With so few members left, the Normandy Veterans’ Association has officially disbanded, but its outpost in York has remained defiant until the last.

“We decided to keep the veterans together for as long as they’re fit enough,” said Nick Bielby, secretary of the branch, as two of his members climbed aboard a steam locomotive on the Worth Valley heritage line at Haworth in West Yorkshire.

Their mode of transport would have been familiar – the US Army Transportation Corps S160 class engine nicknamed Big Jim had been constructed in America in 1945 and then shipped to France to help with the clean-up in the aftermath of the Normandy landings. It has been at Haworth since 1977.
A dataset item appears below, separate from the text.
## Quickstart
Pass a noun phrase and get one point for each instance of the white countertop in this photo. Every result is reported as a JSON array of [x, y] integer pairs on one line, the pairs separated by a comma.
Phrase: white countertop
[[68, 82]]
Ken Cooke, 93, who was a private in Yorkshire’s Green Howards, said he was no stranger to such memorabilia, having had a loco on the Derwent Valley Light Railway named in his honour.

“I was totally shocked when the curtain went back,” he said. “Everybody had known what was happening except me.”
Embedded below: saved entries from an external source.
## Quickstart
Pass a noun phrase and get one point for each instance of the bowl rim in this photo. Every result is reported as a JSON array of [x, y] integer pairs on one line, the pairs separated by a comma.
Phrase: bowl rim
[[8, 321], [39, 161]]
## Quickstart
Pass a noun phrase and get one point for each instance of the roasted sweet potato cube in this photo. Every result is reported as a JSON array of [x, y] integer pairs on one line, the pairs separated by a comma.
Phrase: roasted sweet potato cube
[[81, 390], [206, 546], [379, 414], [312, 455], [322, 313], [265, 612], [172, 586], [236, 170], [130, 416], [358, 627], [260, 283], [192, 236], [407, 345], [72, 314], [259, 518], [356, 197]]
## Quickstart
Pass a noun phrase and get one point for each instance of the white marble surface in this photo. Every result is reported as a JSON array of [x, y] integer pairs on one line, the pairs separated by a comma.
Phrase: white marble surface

Ken Smith, 94, who was a private in the Duke of Cornwall’s Light Infantry, said: “Railways were part of our lives in the army – they were how you moved around. I can recall one journey where we travelled in cattle trucks and had to crawl through small gaps in the vehicle sides carrying our rifles and scrambling over sleeping bodies to find a place to sit.”

Flying Officer Douglas Petty, 96, who went up in Lancaster and Halifax bombers from RAF Leeming in Yorkshire, was also due to join the excursion but was not well enough to attend.

He said earlier: “I completed 31 missions over enemy territory and was fortunate to survive when you consider 47 per cent of bomber crews were casualties.”